On Mon, Mar 17, 2008 at 11:22 AM, Kon Lovett <[EMAIL PROTECTED]> wrote:
> Summary: I want a byte-string API. I want string integrations. I want
>  global UTF8 strings.

The Factor language borrowed from Larceny a clever mechanism for
representing Unicode strings efficiently. Perhaps such a system is
feasible for Chicken, and might eliminate some of these issues (at the
cost of distancing our string type a bit more from C char arrays):

http://factor-language.blogspot.com/2008_01_01_archive.html

"The new representation is quite clever, and comes from Larceny
Scheme. The idea is that strings are ASCII strings, but have an extra
slot pointing to an 'auxiliary vector'. If no auxiliary vector is set,
the nth character of the string is just the nth byte.
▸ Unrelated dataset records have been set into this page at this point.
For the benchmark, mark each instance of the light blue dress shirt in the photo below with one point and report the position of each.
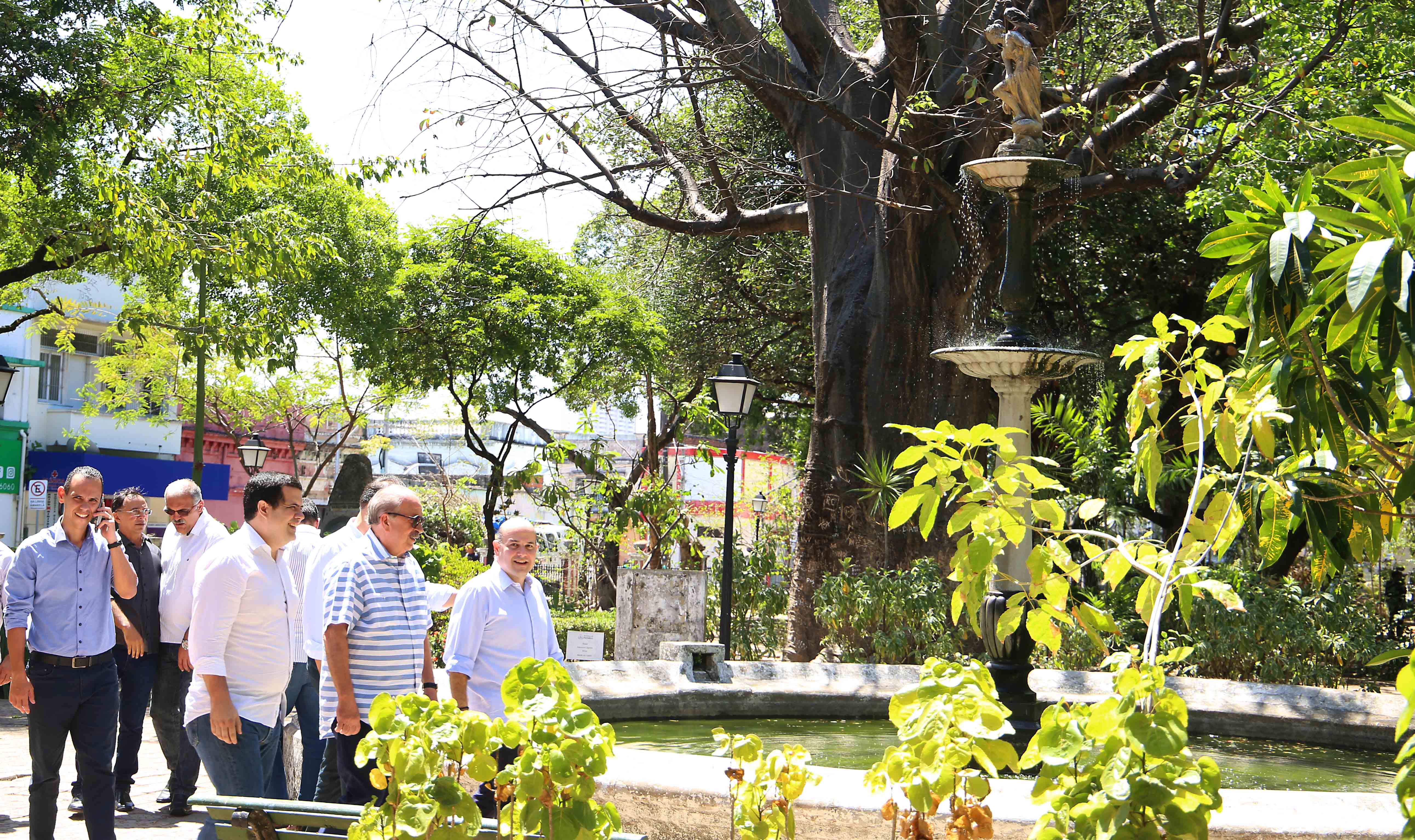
(494, 626)
(61, 592)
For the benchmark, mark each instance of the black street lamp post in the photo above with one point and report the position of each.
(759, 507)
(734, 388)
(252, 455)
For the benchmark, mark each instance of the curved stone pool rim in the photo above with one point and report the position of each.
(666, 689)
(676, 797)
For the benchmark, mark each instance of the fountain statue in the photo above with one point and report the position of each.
(1015, 363)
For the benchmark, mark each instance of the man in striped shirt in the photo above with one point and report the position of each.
(375, 631)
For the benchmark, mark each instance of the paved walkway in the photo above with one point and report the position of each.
(148, 822)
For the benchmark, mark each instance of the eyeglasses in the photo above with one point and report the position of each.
(417, 521)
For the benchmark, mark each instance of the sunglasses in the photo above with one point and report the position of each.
(417, 521)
If an auxiliary
vector is set, then the nth character has the nth byte as the least
significant 8 bits, and the most significant 13 bits come from the nth
double-byte in the auxiliary vector. Storing a non-ASCII character
into the string creates an auxiliary vector if necessary. This reduces
space usage for ASCII strings, it can represent every Unicode code
point, and for strings with high code points in them, it still uses
less space than the other alternative, UTF-32."

So, a byte string would simply be a string with a null auxilliary vector.